Wormholes frequently come to mind as ‘magic doors’ allowing
almost instantaneous travel between distant locations, but it is less
widely known that there are far more wormholes serving data-link roles
than there are transport.
Wormholes are spatial
distortions which can be used to link two locations with a route far
shorter than alternate routes in real space, and as such can offer near
instantaneous translation of objects, or information, seemingly faster
than light to an outside observer, but no violation of the light speed
rule occurs. Transport wormholes have to be necessarily large to allow
the passage of their items, and gates exist from metres across for
personnel movement, to kilometres across for starships, however the
physical space required to pass information can be much, much smaller,
say perhaps the width of a photon, and as such data-link wormholes can
be extremely small. The other advantage with small wormholes is that
they do not need large amounts of power to sustain them.
A standard data-link wormhole
is contained within two small anchor gates, essentially scaled down
versions of larger gate complexes, they are generally toroids of DCM,
small plasma (or electrical) power source feeds a superconductive
conduit in the centre of the torus and provides the DCM with energy to
distort space to form the well in which the wormhole resides.
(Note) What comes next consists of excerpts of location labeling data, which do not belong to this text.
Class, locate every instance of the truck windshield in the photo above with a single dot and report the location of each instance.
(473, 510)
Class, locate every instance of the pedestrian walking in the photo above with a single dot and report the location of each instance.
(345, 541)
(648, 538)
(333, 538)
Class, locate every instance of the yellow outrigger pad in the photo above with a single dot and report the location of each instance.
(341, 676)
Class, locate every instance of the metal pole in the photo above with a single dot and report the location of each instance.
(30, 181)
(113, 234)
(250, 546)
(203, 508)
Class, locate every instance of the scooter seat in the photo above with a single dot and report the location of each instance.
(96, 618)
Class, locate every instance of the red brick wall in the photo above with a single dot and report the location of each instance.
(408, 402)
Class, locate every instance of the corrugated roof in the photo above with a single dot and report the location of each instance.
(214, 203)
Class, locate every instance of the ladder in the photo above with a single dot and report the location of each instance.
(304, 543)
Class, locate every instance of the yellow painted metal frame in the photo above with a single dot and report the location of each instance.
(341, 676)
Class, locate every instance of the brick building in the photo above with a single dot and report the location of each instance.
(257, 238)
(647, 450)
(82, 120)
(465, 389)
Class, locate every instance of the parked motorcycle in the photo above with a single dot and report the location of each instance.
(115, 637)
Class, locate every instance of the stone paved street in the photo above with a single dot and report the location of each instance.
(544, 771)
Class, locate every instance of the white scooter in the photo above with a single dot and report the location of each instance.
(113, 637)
In
addition to the torus there is instrumentation to control the shape of
the well, though only a small distortion is generated it is essential
for the wormhole to be positioned exactly in line with the
receiver/transmission beam, and hardwired instrumentation is built into
the anchor gate. The gates are manufactured as pairs, the two toroids
are first placed together and a vast power surge is applied and with
ancillary distortion apparatus creates the wormhole between the two
toroids, these are then separated, and the rest of the device is
constructed around them (the wormhole is now fixed to the two gates, as
even if no power is supplied the wormhole remains in near infinite
collapse between the gates). The wormhole anchor gates are typically
less than 30cm in diameter, and these dimensions pretty much define the
size of the finished data-link unit, some datalinks have been produced
with anchor gates as small as 5cm, though the relative cost of
manufacture has prevents a massive exploitation of units of the this
type so far in the Federation, though it is hard to imagine a reason why
these links should not proliferate eventually.
The information sent down the
wormholes is nearly always conveyed as optical signals, the use of
photons means that no material needs to be actually placed within the
wormhole itself, and not only does this remove the need to permanently
sustain the gate in an operational mode, but also prevents complications
with matter in the high curvature regions of the wormhole throat. The
signal transmission/receiver boom over the wormhole simply consists of a
length of ultra-high purity optical fibre which guides the photons in
the direction of the wormhole throat. A data link unit may also contain
some optical processing blocks which extend the transmission function,
perhaps increasing the compression, or buffering information, though for
most data-link units the data has already been prepared for
transmission.
Transfer rate is optimised by not only using a variety of
wavelengths, and frequencies, but also by polarisation, such
multiplexing by federation technology can carry petabytes of information
per second, even down the smallest of Datalink wormholes. One small
problem encountered is establishing the orientation of the receiver and
transmitter and receiver, which needs to be established before polarised
data can be received, this is simply calibrated by sending pulses of
singly plane polarised light for alignment.